Friday, July 9, 2021

Will America ever be ready for its war soul alchemy?

Lately, I have featured Letters From an American historian and my and sometimes other of her readers' comments. Her Facebook page shows 1.4 million followers.

Heather Cox Richardson

an American historian and professor of history at Boston College, where she teaches courses on the American Civil War, the Reconstruction Era, the American West, and the Plains Indians. She previously taught history at MIT and the University of Massachusetts Amherst. Wikipedia

Below is the lead to Heather's July 8 letter. Below my comment is her full letter. Even if I were not a blogger, I think I would know her daily letters require a lot of blood, sweat and tears.

Today, President Joe Biden announced that the military mission of the United States in Afghanistan will end on August 31. We have been in that country for almost 20 years and have lost 2448 troops and personnel. Another 20,722 Americans have been wounded. Estimates of civilian deaths range from 35,000 to 40,000. The mission has cost more than a trillion dollars.


Thank you, Heather

How the American-led wars in Afghanistan and Iraq turned out is proof they were bad ideas in the first place, likewise America's war in Vietnam. History doesn't repeat itself entirely, but it does rhyme, as you keep reminding.

I found very few Americans who wondered about President John F. Kennedy being killed after he got cold feet about expanding America's military footprint in Vietnam, and Martin Luther King being killed after he came out against the Vietnam war as a rich white man's war.

I found very few Americans who were not appalled that President Barack Obama accepted the Nobel Peace Prize while he continued the Bush-Cheney wars in Afghanistan and Iraq.

I searched online and found several articles indicating Congressman Biden voted for both wars, but much later was a bit fuzzy about that. Here's a link to a CNN article: https://www.cnn.com/2019/12/31/politics/fact-check-biden-buttigieg-iraq-afghanistan/index.html.

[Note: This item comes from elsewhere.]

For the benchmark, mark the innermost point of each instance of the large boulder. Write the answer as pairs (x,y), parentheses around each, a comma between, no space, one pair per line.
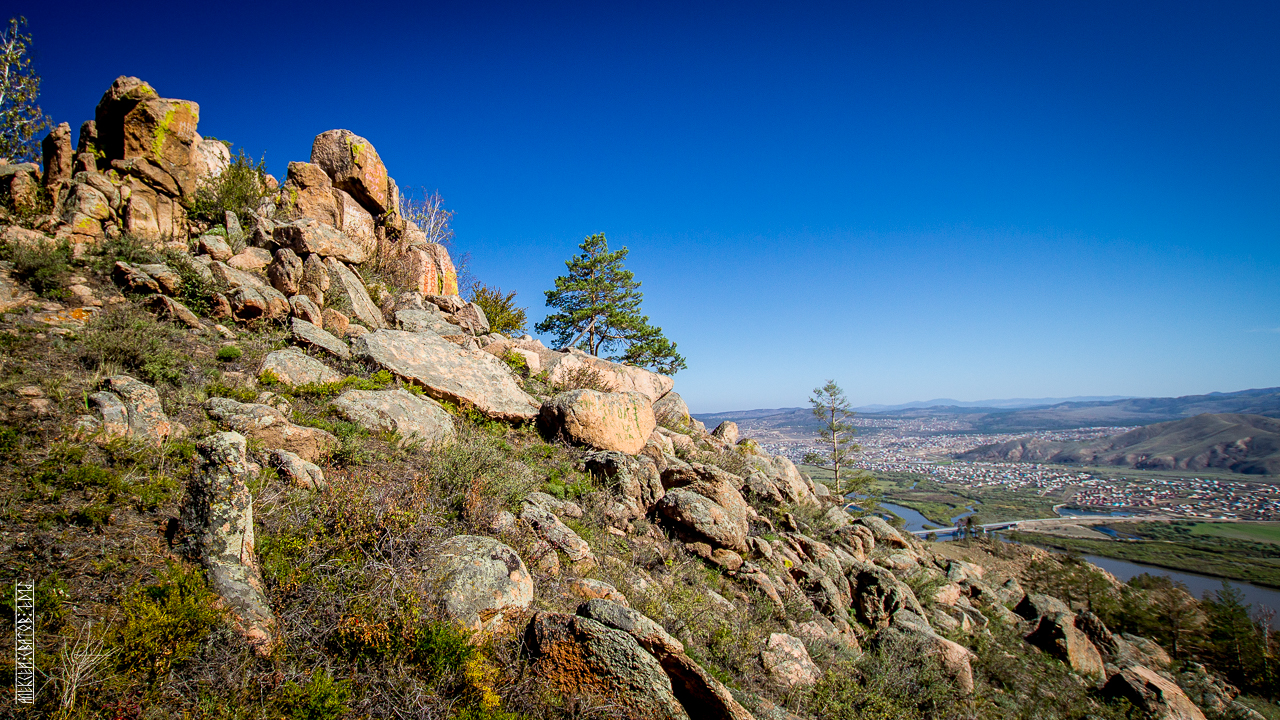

I suppose it's too much for most Americans to admit that the wars in Vietnam, Afghanistan and Iraq were not worth one American or enemy soldier killed, wounded or battle-shocked (PTSD); not worth one penny spent; not worth one second of division in America over those wars.

I suppose it's too much for most Americans to admit those three wars were rich white men's wars for corporate profit.

Do Christian Americans who were, perhaps still are, for such wars, see those wars trampled everything Jesus said and stood for?

President Bill Clinton made a national apology to Vietnam for that war. Will President Joe Biden make a national apology to Afghanistan and Iraq for those wars?

Some time ago, I was moved to write a metaphysical perspective of 911 at a website a woman friend of mine and I had started. Here's a link to that article: https://www.intuitive-explorations.com/metaphysical-view-of-9-11/

It begins with my being asked in my sleep three nights before 911, "Will you make a prayer for a Divine Intervention for all of humanity?" I woke up, made the prayer.

On 911, my concern was America would start another war like Vietnam.

A few days later, I heard from the same source that America should get out of the Middle East altogether and let Israel and Islam work it out or fight it out, and in that way learn which of them is God's chosen people.

Later, I wondered: if I were a professional jumbo jet airline pilot, I would not be able to imagine how amateur Arab pilots were capable of maneuvering those giant airliners to the Twin Towers and the Pentagon all by their lonesomes.

The article also lays out the Bible roots of Islam's antipathy toward Judaism and Christendom, and how I was forced to repeatedly look in the mirror at myself, instead of elsewhere.

I was raised Christian, but along the way things happened and the article reflects some of that grueling change.